Employees considering a new job, a promotion or even a severance agreement often find themselves facing a conundrum: Should they sign a noncompete agreement? These agreements are commonplace in various industries and lines of work. And they’re not limited to executives, salespeople and other high-ranking employees with specialized knowledge. Employees (and prospective employees) at any level may feel pressured to sign them.
However, given the important rights you may be giving up, you should only do so after careful thought – and consultation with an independent employment attorney.
Understanding what they are
Noncompetes are a type of contract that restricts your ability to earn a living in your chosen line of work. They operate as a restraint on trade, meaning they limit employees’ freedom to do business and, to some extent, undermine the foundations of a free-market economy. By their very nature, they restrict competition.

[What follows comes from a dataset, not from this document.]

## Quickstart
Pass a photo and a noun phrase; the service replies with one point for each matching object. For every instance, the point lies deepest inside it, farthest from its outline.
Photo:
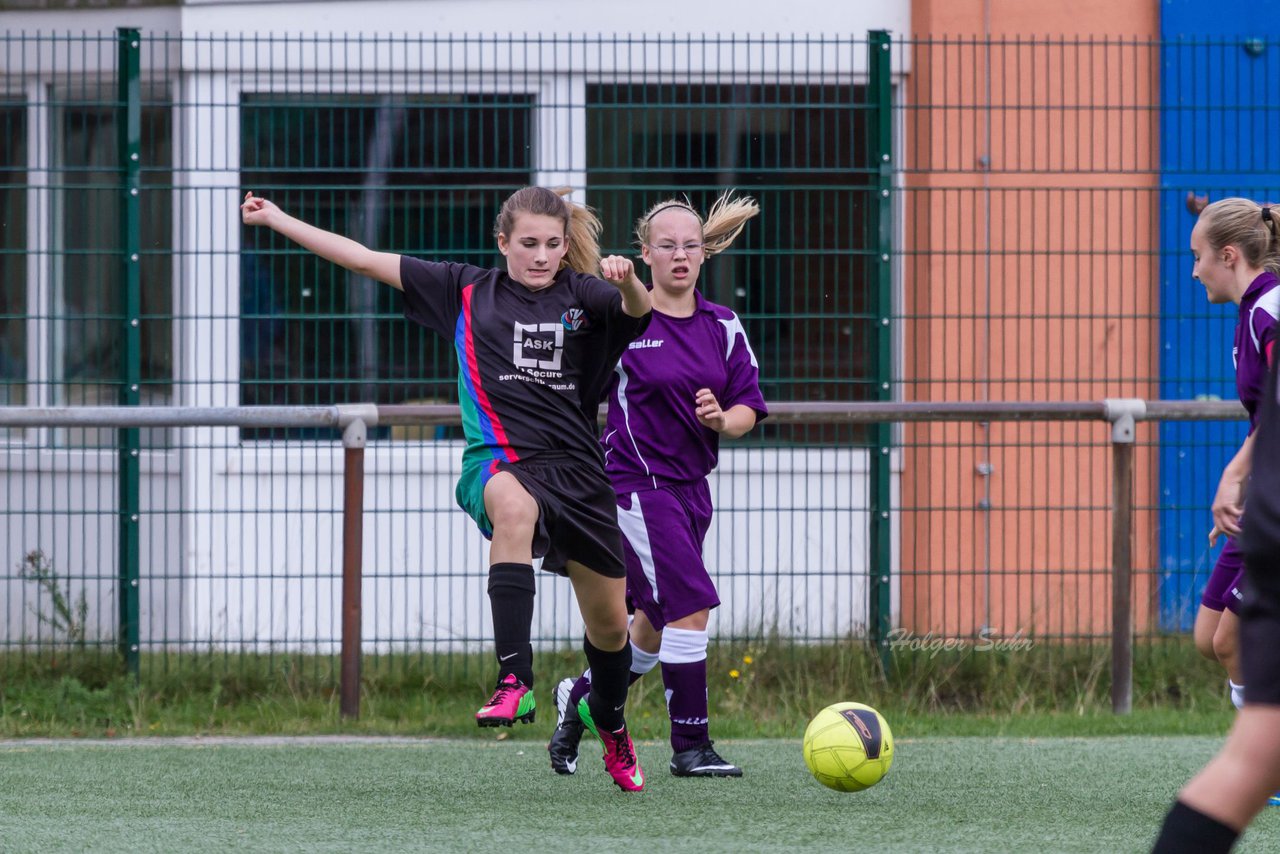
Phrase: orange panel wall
(1029, 275)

As a result, noncompetes typically aren’t enforceable unless they adhere to strict legal requirements.
The reasonableness requirement
While the specifics vary from state to state, the overarching standard is reasonableness. Noncompete agreements must be reasonable in:
- Geographic reach: They must be limited to a specific radius or sales territory. In either case, the geographic scope must be reasonably narrow and well-defined.
- Duration: Noncompete agreements can’t be perpetual. There must be a reasonable end date for lifting the restrictions. Some states set a hard limit – for example, five years – but even then, the duration must be reasonable with regard to each contract.
- Type of work: No agreement can completely prevent you from earning a living. It must be tailored to your industry and line of work.
Each of these elements depends on the nature of the work, the industry and the specifics of the situation. What’s reasonable in one circumstance might not be reasonable in another.
Some states impose further restrictions. Under Illinois’ Freedom to Work Act, for example, noncompetes aren’t enforceable for low-wage workers. Additionally, noncompete agreements aren’t allowed in certain lines of work.
Because noncompetes are so case-specific, it’s important to talk to a lawyer about your situation and how it fits into the legal framework in your state.